A scream burst forth from his lips.
"You said you'd come back! Where the heck are you, then?"
Prepubescent tears staining the still-pudgy cheeks from a childhood that never ended. He rubbed viciously at them, before screeching, "Liar!"
Namine was horrible and awful and-and-and the worst mother on this earth, but he clicked his heels desperately and wishes—he wishes so, so hard for her to come back.
--
can anybody help me get out of here?
'cause you're walking down a road that i can't go
In an entirely different story (and still yet the same, for it still counts as one being if you wish hard enough, if you stretch far enough), a girl—neither young nor old, with traces of motherhood and irregular adolescent wisdom—sits on a stool, scraping cheaply made pencils across the paper's surface. There's a boy in the picture; a fire-haired boy with messy bangs and an oddly-put together collection of green clothing His eyes are large in his face, and have a puffy quality to them that signifies that he's been crying.
An eraser sweeps across the teary eyes, replacing them with clear (if not slightly blank) amber jewels, twinkling in the daylight. There's a broad smile in place of the wobbly frown that had previously lived there, and he's racing around on the beach with the other boys, the Lost Boys that he calls his friends and family. They're enjoying themselves, cavorting on the sand and screeching fake-insults at each other, she imagines.
Steady blue eyes (bluer than the ocean, he used to say, with awe. Such a child, he was, and she did love him for it, if only a little bit with a heart that wasn't there) glanced at the scene, scribbling in the small effigy of a lone girl in the background. Her smile was carefully sculpted; kindly, generous, loving. Loving in the way that a mother would, the way a young girls of his age could love.
"You don't love me!"
"Don't say that, Peter, I-I do love you." Her pathetic not-heart thumped and fluttered at his accusatory words, crashed and fell at his angry face. She did love him; his stubby fingernails, freqeunt faux-passes, incessant babbling.
She loved him like a mother would.
"I'm your mother, aren't I?" she mumbled, sketching the wax against the paper. "I love you more than anyone, Peter."
"But not the way I want you to."
There aren't any tears to be shed, but if there were ( and there weren't, she thought stubbornly, scrubbing furiously at her baby blues) they were soaked up by the fake wax-blue lagoon created by betraying hands.
--
on nights like these, i wish i said "don't go"
And the next day, Peter woke on the beach with the sun in his eyes, a sunburn itching on the exposed skin, and a red-haired girl grinning at him. Tiny lips opened, sending forth of a gale of laughter, "Goodness, Peter! You fell asleep here, of all places! The boys and I looked all over for you."
"For…me?"
"Who else, silly? There's no one else they love more." she replied, pulling him to his feet. She placed a chaste kiss on his sweaty cheek, and linked their arms together. "Shake a leg there, Peter Pan. Don't keep your darling Wendy waiting."
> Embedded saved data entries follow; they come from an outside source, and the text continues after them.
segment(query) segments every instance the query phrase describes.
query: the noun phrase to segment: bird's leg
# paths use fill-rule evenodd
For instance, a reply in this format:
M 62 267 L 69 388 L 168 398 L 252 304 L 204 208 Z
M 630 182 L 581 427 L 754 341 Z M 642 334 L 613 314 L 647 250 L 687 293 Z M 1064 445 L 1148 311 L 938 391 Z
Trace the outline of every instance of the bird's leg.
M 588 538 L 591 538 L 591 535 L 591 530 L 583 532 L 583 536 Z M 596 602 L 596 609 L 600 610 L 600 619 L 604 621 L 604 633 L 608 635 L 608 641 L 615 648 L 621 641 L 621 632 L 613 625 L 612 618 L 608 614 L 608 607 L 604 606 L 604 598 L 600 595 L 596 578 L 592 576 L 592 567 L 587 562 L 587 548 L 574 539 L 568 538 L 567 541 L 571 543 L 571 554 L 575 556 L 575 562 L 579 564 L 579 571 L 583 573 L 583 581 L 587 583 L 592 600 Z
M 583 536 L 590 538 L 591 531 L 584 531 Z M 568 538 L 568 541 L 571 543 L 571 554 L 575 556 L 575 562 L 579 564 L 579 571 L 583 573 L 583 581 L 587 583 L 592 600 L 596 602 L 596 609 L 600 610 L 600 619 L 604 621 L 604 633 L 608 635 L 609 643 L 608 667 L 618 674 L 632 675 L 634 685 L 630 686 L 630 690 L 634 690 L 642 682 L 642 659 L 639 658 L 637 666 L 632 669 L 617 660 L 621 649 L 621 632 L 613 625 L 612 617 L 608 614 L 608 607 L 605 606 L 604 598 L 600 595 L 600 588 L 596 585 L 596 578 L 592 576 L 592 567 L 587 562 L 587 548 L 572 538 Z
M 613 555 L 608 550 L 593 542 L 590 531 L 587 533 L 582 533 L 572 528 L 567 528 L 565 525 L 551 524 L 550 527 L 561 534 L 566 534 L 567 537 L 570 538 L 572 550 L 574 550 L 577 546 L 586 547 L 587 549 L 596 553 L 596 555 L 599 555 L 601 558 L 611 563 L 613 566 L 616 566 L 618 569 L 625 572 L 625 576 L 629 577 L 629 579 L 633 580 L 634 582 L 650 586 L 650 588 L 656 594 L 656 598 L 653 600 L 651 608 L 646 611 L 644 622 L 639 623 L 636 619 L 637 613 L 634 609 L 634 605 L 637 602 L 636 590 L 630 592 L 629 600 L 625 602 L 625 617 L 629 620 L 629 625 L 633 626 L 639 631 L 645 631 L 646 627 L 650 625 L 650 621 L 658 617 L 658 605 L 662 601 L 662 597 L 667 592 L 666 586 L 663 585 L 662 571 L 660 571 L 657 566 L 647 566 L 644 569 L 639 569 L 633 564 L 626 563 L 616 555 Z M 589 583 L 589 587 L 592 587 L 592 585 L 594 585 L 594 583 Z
And they, they strolled off arm in arm, whistling cheerfully. Such a beautiful, pastel-colored happy ending for the two of them, blissful in their childish affections and the sheer joy of never, ever having to grow up. Still with their ruby-red hearts and high-pitched giggles and let's-play-pretend games.
Beautiful, beautiful children with smiles so pretty that it hurt to look at them.
But she looked anyway, watching him amble off. Namine supposed a part of her (nonexistent, as she was constantly reminded) heart ached and fell into brittle pieces as her not-son, her almost-family walked and beamed with a girl that wasn't her.
She blinked hard, bit her lip, and watched with her eyes stretched wide open. She owes him this much, she thinks, and settles for palming her crayons into a steady pile of cheaply made wax.